Karanlık görünen, oldukça trajikomik bir tadı olan oyunda oksimoron tavır hep korunuyor. Abartılı oyunculuklardan kaçınılmaması buradaki zıtlığın belirginleşmesine yarıyor. Doğrudan duyulan cümleler, bu absürt tavrın içinde didaktikliğini eritiyor. BGST Tiyatro’nun uzun yıllar boyunca daima derdi olan oyunlar yapması, üstelik oyunların sosyo-politik bağlamını çalışması topluluğun en önemli özelliklerinden. Ancak bir sözü aktarma telaşı, bazen tiyatral dilden bir adım öne geçebiliyor. BGST’nin tiyatronun yanı sıra müzik, dans, organizasyon, yayıncılık gibi birimlerinin olması disiplinlerarası iş yapmakta maharetlerini arttırıyor. Ritimle ilişkilerinden dans deneyimlerine, ışık yapmaktan sahne kurmaya kadar tiyatroyla yakın ilişkili pek çok yanlarının avantajlarını kullanıyorlar. Hâliyle o derdi anlatma çabası konusunda elleri doğrudanlığı inceltecek kadar kuvvetli görünüyor.

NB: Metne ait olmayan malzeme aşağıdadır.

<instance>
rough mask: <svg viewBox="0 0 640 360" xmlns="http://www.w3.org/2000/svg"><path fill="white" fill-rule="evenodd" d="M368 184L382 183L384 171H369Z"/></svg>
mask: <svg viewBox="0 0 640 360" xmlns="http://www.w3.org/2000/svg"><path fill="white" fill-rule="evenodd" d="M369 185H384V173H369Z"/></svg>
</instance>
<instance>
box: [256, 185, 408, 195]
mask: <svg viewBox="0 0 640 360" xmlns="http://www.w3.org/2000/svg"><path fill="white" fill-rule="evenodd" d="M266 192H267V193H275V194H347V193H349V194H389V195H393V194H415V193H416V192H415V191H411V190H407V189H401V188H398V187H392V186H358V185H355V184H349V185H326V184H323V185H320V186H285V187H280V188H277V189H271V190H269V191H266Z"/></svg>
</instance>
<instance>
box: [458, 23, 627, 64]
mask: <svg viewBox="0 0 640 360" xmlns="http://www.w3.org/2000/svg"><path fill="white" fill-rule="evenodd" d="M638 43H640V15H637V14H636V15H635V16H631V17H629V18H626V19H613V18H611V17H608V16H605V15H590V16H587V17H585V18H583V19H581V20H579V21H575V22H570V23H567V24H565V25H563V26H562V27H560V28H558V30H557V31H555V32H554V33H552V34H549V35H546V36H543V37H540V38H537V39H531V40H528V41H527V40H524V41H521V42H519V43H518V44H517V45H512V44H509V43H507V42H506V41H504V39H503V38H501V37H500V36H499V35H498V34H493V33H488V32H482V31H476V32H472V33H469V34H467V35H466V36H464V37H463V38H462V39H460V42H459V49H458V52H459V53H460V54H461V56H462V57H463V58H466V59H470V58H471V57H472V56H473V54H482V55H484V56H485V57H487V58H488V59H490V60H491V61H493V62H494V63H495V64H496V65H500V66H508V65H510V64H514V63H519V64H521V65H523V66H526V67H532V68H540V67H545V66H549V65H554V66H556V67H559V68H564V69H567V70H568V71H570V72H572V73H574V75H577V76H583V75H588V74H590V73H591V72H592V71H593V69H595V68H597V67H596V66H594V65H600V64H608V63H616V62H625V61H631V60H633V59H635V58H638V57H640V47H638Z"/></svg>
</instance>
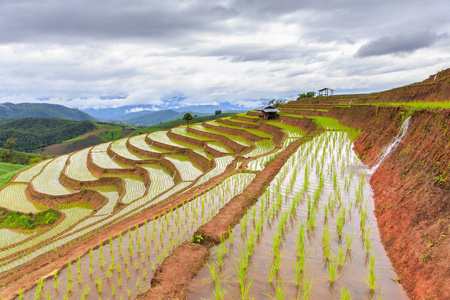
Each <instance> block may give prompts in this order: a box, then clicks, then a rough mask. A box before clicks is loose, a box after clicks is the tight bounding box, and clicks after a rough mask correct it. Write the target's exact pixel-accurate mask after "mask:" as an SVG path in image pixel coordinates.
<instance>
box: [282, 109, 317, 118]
mask: <svg viewBox="0 0 450 300" xmlns="http://www.w3.org/2000/svg"><path fill="white" fill-rule="evenodd" d="M279 110H280V112H281V113H283V114H290V115H300V116H309V117H323V116H324V115H325V113H326V112H325V111H317V110H307V109H303V110H302V109H285V108H284V106H283V107H279Z"/></svg>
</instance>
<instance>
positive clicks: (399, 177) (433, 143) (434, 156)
mask: <svg viewBox="0 0 450 300" xmlns="http://www.w3.org/2000/svg"><path fill="white" fill-rule="evenodd" d="M327 116H330V117H336V118H338V119H339V121H340V122H341V123H342V124H344V125H347V126H352V127H355V128H360V129H362V134H361V136H360V137H359V138H358V139H357V140H356V141H355V151H356V152H357V153H358V154H359V156H360V157H361V158H362V159H363V160H364V161H365V162H366V163H367V164H369V165H374V164H375V162H376V160H377V157H378V156H379V155H381V153H382V152H383V149H384V148H385V147H386V146H387V145H388V144H389V143H390V141H392V139H393V138H394V137H395V136H396V135H397V131H398V128H399V126H400V125H401V124H402V122H403V120H404V118H405V117H406V116H405V111H404V110H403V109H401V108H380V109H376V107H365V106H357V107H351V108H347V109H344V108H339V109H336V108H333V109H332V110H330V112H329V113H328V115H327ZM449 128H450V110H449V109H446V110H442V109H441V110H434V111H425V110H423V111H416V112H414V113H413V114H412V119H411V124H410V127H409V129H408V132H407V134H406V135H405V137H404V138H403V140H402V141H401V142H400V143H399V145H398V147H397V148H395V149H394V150H393V151H392V152H391V153H390V154H389V156H388V157H387V158H386V159H385V160H384V161H383V163H382V164H381V165H380V167H379V168H378V169H377V170H376V171H375V173H374V174H373V175H372V177H371V185H372V188H373V191H374V201H375V214H376V217H377V223H378V227H379V230H380V235H381V239H382V243H383V245H384V247H385V249H386V251H387V253H388V256H389V258H390V260H391V262H392V264H393V266H394V268H395V271H396V272H397V274H398V276H399V280H400V282H401V283H402V285H403V287H404V289H405V290H406V292H407V294H408V295H409V297H410V298H411V299H450V268H449V266H450V239H449V234H450V232H449V228H450V215H449V214H450V213H449V212H450V178H449V174H450V139H449V138H448V137H449V136H450V129H449Z"/></svg>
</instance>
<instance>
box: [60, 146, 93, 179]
mask: <svg viewBox="0 0 450 300" xmlns="http://www.w3.org/2000/svg"><path fill="white" fill-rule="evenodd" d="M91 149H92V148H86V149H84V150H81V151H78V152H76V153H74V154H72V155H71V156H70V158H69V164H68V165H67V167H66V169H65V172H64V174H66V175H67V176H68V177H70V178H72V179H75V180H78V181H95V180H97V179H98V176H95V175H94V174H92V173H91V171H89V169H88V168H87V157H88V153H89V151H91Z"/></svg>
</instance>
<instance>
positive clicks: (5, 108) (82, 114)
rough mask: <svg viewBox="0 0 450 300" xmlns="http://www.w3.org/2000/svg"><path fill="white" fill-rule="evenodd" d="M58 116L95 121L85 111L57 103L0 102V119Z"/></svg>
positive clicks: (81, 120)
mask: <svg viewBox="0 0 450 300" xmlns="http://www.w3.org/2000/svg"><path fill="white" fill-rule="evenodd" d="M19 118H58V119H68V120H75V121H86V120H87V121H95V119H94V118H93V117H92V116H90V115H88V114H87V113H85V112H82V111H80V110H78V109H75V108H68V107H65V106H62V105H57V104H47V103H19V104H14V103H9V102H7V103H0V119H19Z"/></svg>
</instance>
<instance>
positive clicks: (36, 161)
mask: <svg viewBox="0 0 450 300" xmlns="http://www.w3.org/2000/svg"><path fill="white" fill-rule="evenodd" d="M41 161H42V158H40V157H35V158H30V165H34V164H36V163H38V162H41Z"/></svg>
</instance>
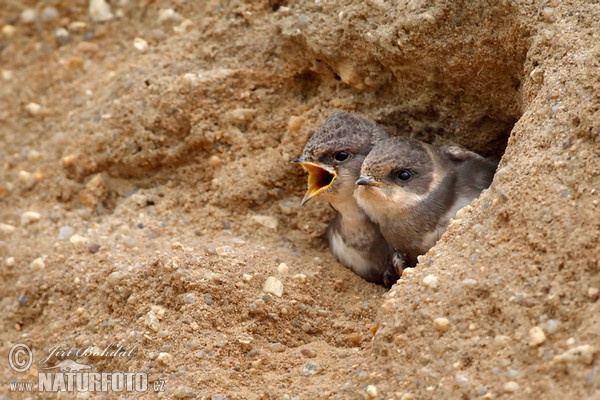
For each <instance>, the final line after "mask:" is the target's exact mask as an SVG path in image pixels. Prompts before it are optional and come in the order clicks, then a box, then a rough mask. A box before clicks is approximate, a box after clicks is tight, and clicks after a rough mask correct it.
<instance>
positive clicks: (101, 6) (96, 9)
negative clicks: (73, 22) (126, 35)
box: [88, 0, 115, 22]
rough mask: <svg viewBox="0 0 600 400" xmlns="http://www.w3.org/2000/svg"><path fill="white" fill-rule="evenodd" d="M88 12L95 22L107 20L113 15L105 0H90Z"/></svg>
mask: <svg viewBox="0 0 600 400" xmlns="http://www.w3.org/2000/svg"><path fill="white" fill-rule="evenodd" d="M88 12H89V14H90V18H91V19H92V20H94V21H96V22H104V21H109V20H111V19H113V18H114V17H115V16H114V15H113V13H112V11H111V10H110V5H109V4H108V3H107V2H106V0H90V6H89V9H88Z"/></svg>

Aysel Yıldırım’ın yıllardır eksilmeyen, sanki gittikçe çoğalan oyunculuk enerjisi de bunlarla beraber kendini koruyor. Beden hareketleri, ses kullanımıyla bu oyundaki absürt dilde oyunculuğu daha danslı, beden performanslı bir oyunu getirsin diye düşündürmedi değil.
Müzik konusunda da parantez açmalı. BGST Tiyatro bu alandaki olanaklarına rağmen, oyunun ana müziği olarak “Kimseye Etmem Şikayet”i seçmiş. İhsan Raif Hanım’ın güftesi, Kemani Sarkis Efendi’nin bestesi. Şarkı aslında daha on üç yaşında evlendirilen İhsan Raif Hanım’ın kendi hikayesi. Çocuk zamanında gelin olarak gönderilirken İhsan Raif Hanım, on dört sene dönemeyeceği İstanbul’a veda ederken korkular, üzüntüler, heves kırıklıklarıyla yazmış bu sözleri. “Afet & Diana” gibi bir oyuna çok yakışmış şarkı. İhsan Raif Hanım’ı da bu vesileyle yad etmiş oldular, olduk.

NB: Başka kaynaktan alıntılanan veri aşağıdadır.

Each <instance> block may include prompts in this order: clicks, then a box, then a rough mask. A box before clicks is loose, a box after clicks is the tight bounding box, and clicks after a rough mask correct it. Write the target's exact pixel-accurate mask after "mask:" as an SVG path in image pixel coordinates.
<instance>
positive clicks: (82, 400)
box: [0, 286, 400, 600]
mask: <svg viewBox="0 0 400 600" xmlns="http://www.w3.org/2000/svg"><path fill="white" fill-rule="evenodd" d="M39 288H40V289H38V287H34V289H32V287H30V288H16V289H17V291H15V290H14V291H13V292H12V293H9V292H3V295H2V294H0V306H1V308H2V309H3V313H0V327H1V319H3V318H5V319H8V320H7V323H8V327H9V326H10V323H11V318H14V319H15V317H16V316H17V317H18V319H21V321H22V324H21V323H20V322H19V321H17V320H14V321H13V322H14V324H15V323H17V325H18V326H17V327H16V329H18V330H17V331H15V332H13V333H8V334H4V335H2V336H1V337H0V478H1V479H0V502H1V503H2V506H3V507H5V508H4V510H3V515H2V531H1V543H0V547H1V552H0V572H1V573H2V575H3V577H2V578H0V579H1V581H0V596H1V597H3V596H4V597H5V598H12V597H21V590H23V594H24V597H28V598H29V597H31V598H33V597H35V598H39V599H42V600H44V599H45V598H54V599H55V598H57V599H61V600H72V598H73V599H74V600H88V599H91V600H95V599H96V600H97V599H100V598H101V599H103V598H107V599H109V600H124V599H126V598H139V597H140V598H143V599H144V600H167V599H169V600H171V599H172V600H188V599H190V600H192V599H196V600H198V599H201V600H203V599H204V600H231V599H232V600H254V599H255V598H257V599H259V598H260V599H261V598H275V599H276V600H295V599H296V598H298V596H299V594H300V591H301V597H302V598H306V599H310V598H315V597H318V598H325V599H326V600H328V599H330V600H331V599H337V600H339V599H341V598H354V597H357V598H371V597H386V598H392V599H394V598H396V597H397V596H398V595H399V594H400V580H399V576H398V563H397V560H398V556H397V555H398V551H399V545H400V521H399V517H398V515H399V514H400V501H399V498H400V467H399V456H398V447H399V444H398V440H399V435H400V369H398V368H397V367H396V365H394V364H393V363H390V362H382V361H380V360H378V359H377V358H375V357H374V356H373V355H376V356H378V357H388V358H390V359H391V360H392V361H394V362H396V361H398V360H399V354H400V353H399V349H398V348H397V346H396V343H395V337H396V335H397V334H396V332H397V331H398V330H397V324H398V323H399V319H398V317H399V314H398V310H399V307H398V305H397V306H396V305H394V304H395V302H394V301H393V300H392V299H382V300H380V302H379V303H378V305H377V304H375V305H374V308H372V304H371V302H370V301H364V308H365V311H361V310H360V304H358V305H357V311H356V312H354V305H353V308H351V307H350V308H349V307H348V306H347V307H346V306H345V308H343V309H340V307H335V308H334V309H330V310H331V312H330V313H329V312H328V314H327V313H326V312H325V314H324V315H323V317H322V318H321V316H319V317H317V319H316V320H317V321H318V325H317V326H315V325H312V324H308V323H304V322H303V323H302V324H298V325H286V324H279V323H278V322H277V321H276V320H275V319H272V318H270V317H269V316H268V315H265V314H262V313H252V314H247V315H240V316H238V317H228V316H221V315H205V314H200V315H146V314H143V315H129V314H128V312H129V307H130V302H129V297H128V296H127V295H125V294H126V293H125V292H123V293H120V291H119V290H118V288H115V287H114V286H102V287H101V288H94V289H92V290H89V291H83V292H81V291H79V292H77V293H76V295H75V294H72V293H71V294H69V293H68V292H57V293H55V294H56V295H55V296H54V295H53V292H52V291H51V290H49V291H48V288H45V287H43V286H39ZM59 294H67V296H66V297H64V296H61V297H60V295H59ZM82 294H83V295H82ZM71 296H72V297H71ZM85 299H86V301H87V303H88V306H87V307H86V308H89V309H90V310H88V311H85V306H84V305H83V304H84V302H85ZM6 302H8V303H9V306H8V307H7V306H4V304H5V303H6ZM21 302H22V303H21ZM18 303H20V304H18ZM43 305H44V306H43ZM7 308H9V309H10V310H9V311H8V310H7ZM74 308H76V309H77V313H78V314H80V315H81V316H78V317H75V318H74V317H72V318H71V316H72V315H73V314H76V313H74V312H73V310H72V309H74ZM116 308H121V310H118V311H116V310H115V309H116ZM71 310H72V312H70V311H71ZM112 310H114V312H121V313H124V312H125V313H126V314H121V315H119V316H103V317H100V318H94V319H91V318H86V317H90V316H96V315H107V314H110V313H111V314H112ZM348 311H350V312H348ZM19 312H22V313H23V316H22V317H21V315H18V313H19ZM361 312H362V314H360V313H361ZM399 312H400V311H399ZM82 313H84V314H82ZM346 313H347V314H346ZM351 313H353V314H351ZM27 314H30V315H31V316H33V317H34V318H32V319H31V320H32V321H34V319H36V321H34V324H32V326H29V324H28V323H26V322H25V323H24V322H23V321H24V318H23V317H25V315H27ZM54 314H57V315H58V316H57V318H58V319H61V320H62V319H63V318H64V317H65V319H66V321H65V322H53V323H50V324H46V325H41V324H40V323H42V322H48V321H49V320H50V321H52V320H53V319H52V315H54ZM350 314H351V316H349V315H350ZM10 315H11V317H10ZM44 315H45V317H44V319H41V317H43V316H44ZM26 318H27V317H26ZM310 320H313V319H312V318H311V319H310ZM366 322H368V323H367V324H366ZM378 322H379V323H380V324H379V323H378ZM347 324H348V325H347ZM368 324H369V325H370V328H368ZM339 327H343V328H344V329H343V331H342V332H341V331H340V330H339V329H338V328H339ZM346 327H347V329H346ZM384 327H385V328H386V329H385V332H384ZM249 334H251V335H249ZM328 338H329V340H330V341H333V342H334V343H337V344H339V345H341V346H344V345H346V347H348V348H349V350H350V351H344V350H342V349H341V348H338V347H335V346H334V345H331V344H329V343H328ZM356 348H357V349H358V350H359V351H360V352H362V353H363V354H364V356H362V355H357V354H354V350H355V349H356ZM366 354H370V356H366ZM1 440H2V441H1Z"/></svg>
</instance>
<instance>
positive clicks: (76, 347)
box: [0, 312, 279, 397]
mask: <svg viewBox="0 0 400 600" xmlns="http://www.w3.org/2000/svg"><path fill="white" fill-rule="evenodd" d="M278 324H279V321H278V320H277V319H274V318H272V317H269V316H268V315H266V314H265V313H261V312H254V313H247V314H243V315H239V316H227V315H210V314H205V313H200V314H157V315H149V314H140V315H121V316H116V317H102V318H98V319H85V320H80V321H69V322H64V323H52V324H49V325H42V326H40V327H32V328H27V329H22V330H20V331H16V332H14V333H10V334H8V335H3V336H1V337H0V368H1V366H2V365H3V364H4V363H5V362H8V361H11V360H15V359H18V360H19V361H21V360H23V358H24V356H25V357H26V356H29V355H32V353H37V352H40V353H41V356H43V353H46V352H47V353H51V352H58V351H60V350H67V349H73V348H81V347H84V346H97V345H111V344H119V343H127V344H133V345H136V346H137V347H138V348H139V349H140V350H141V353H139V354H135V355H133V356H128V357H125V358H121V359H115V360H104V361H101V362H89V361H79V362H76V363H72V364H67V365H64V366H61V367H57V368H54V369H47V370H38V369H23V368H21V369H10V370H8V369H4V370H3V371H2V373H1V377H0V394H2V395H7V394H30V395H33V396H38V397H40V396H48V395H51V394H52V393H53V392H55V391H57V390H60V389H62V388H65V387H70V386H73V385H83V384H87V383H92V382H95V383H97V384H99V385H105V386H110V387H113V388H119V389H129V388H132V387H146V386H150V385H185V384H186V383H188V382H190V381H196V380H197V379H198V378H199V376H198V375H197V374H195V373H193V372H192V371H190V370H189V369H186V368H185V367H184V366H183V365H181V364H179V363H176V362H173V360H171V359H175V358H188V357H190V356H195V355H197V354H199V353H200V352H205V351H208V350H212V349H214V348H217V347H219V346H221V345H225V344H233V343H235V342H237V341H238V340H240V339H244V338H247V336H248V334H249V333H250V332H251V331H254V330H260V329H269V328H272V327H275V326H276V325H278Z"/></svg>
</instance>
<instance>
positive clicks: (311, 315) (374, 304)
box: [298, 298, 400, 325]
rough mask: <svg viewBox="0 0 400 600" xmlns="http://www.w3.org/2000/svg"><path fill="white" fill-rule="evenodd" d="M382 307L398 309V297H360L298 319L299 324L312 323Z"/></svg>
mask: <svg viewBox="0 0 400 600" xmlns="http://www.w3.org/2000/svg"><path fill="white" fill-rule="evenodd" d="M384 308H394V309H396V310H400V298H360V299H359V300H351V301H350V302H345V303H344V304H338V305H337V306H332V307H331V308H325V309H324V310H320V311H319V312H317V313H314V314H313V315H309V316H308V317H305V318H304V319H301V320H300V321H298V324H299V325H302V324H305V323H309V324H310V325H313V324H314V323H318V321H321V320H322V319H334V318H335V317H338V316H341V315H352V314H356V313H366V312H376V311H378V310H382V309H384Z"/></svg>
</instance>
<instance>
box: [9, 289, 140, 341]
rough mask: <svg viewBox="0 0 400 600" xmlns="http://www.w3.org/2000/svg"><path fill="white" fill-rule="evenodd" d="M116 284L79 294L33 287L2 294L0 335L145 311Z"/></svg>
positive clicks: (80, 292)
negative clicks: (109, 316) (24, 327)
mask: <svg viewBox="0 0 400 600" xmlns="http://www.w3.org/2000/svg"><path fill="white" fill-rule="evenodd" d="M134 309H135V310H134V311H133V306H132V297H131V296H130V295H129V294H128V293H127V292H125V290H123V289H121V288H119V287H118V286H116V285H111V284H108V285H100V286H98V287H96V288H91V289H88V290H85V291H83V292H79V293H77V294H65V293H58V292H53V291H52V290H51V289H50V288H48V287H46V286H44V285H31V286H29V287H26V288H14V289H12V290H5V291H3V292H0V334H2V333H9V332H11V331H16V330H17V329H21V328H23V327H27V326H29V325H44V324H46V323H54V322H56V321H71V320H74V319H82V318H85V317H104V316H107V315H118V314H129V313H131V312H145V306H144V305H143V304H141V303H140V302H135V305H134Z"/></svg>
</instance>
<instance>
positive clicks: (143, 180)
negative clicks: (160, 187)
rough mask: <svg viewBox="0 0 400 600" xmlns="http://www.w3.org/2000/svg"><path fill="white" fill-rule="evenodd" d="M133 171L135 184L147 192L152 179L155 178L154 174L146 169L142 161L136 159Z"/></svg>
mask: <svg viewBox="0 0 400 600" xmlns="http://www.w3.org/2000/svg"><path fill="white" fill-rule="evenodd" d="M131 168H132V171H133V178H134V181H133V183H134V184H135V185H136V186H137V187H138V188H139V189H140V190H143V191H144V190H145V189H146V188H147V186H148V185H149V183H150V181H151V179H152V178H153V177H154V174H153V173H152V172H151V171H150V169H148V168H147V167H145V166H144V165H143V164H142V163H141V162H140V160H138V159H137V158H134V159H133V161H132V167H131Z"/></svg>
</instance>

Bütün tiyatral nüanslarıyla “Afet & Diana”, hem kadın dayanışmasının bugününü hem İhsan Raif’i artık kaderine terk etmeyeceğimizi hem de içinde çırpındığımız kapitalist sistem krizinin emek dünyasındaki çıktısını alıyor ki orada da önce kadının üstü çizilmek isteniyor. Oyunun yan dalları özgürlük kısıtlamalarına, içki yasaklarına, ekonomik açmaza, ekolojik krize Avrupa’nın iki yüzlülüğüne doğru uzanıyor.
“Afet & Diana”, acı çikolata gibi bir tat bırakıyor. Birlikte iki kadın olmak, yalnız bir kadın olmaktan büyüktür gibi acı tatlı bir tat.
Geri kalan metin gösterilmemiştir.